A company is a community – a group bound by fellowship, shared goals and common values. Beyond the paperwork, the reports and the job responsibilities, a company is bound together by friendships, achievements, and the occasional pained grimace exchanged over burnt coffee. These relationships, and the interactions they inspire, make up a company’s culture.
A company’s culture can be the key to brilliant success, or the catalyst to brilliant failure. It’s the beating heart that powers a company’s vitals. It’s a company’s special sauce.
To put it differently, to understand a company’s culture is to understand the motivations and needs of community members, and thus the social contracts they form in the workplace. The nature of those relationships, and the spirit in which they’re made, impacts how a community, and members within it, operate.
A company’s culture is important because it shapes how a company performs.
It makes sense, then, that at some point in a company’s life cycle, company leaders are inspired to define their company’s culture. This process often results in the creation of artefacts that get incorporated into business practices. Businesses use these artefacts (ie. Manifestos and lists of Corporate Values) as tools to help influence and shape company culture as business scales.
As we work to chart a path for us and our clients, we’re very interested in examining those communities we seek to serve. We want to know what what makes them tick. What makes them lose sleep at night (other than burnt coffee).
So, as part of our efforts, we turned to the “culture decks” of three B2B SaaS companies of approximately the same size (~250 employees), Nanigans, Asana, and Percolate, headquartered in Boston, San Francisco, and New York, respectively.
We reviewed the corporate values of each business. We then combined those values in a single list, 26 in total, augmented the list with context from each deck, crossed our fingers, and hoped interesting patterns would emerge.
Some interesting patterns emerged (albeit from a small and subjective data set).
We identified 11 unique “Intents” represented by the set of 26 values, where an Intent is the identified purpose behind a value. In other words, an Intent describes the characteristic or attribute of a company’s culture that the company is trying to capture with a specific value.
In more than one company, the list of corporate values contained more than one value with the same Intent. We also identified three shared Intents across these three companies (Accountability, Empathy, and Startup Spirit); and two Intents that were unique to a single company (Innovation and Pride, both reflected in the corporate values of a single company).
Accountability, Empathy, Startup Spirit
Each of these three companies deliberately selected values that encourage a sense of ownership and accountability in every team member. When it comes to scaling a team of individuals, what better way is there than to empower every single one to be the strongest individual they can be?
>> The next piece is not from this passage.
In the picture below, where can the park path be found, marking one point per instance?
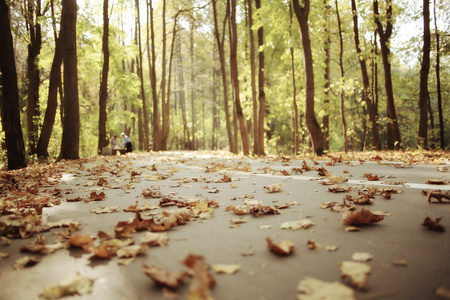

But strong individuals don’t necessarily make strong team players, and so it comes as no surprise to see Empathy as the second ubiquitous Intent amongst these three companies. Without empathy for others, a strong individual is a weak community member.
The third Intent we identified to be present in the company values of all three companies, is Startup Spirit. Understandably, each of these companies is interested in preserving that early-stage willingness to throw mud. It’s that sense of freedom, that ability to fly forward in the face of risk, that inspires creativity; and inspires community members to take leaps of faith in solutions and their own decisions.
What does this little bit of information tell us? A lot, actually.
It helps us to understand the motivations and needs of the community members we seek to serve with our software. It helps us gain a little more insight into our customer; which is a lot more insight into product market fit.
We can see that the communities we seek to help care about scaling mindfulness, and inclusion, and sound judgment. Now it’s up to us to build productivity tools that can help with that.
It’s often said that a company is only as successful as its people. We’d say that’s true, but not because Hiring The Right People means Hiring Rockstars. Rather, because a company is a community, and a community has culture. Though culture emerges organically, it can be defined, and then shaped, which in turn shapes the community from which new culture emerges.
So, as we consider the future of work, we should also be considering our company values, and the role they play in describing and influencing company culture. Perhaps instead of asking ourselves: What is the future of work? we should instead be asking, What is the future of our communities?
Accountability – Values that encourage employees to take ownership over their work, and recognize their responsibility as a contributing member to a larger group. Those values that fall into this group include: Invested (Nanigans), Ownership (Percolate), and Company as Collective of Peers (Asana).
Communication – These values celebrate aspects of a company’s culture that encourage clear communication, such as Unfiltered (Nanigans), and Transparency by Default (Asana).
Empathy – Each of these three companies list company values that encourage the practise of empathy, whether it’s building bridges between employees and product users, or creating connections between employees. Examples include: Caring (Nanigans), Thoughtful by Design (Percolate), and Mindfulness (Asana).
Inclusion – Values that promote the inclusion of all; a niche for every person. Examples include: Fun (Nanigans), Egolessness (Asana), and Balancing or Integrating Opposites (Asana).
Innovation – These values encourage a productive creative process of development within a company. An example is, Constant Questioning (Percolate).
Pride – Values in this category encourage a sense of pride in identity as member of the workplace community, and in the output produced by the group. An example is, Not just a job (Percolate).
Productivity – These values emphasize the importance of productivity as a balanced outcome, through-out processes of innovation. Examples of values that belong to this category are: Shipping > Not Shipping (Percolate), Led by Product (Percolate), and Pragmatic Craftsmanship (Asana).
Quality – Whether it’s to emphasize the quality of work, or the nature of people a company is looking to hire, values that belong to this category encourage an appreciation of quality as a part of a company’s growth. Examples include: Impressive (Nanigans), and Judge Percolate Against Percolate (Percolate).
Startup_Spirit – The values that belong to this category seek to capture the essence of that special something that makes a startup a startup, so that the quality is never far from sight, and can grow with the community. Examples include Growing (Percolate), Willing (Nanigans), and Aiming to Maximize Impact (Asana).
Culture is a highly subjective topic. We’ve done our best to interpret each of these community’s values based on the decks posted. We tried to be fair in our interpretation, but as we well know (and as Nanigans puts it): Culture emerges organically as a company persists. Interpreting it from the outside, much less from a list and static deck from the outside, is bound to miss some of the nuance. We welcome any feedback and corrections to our understanding.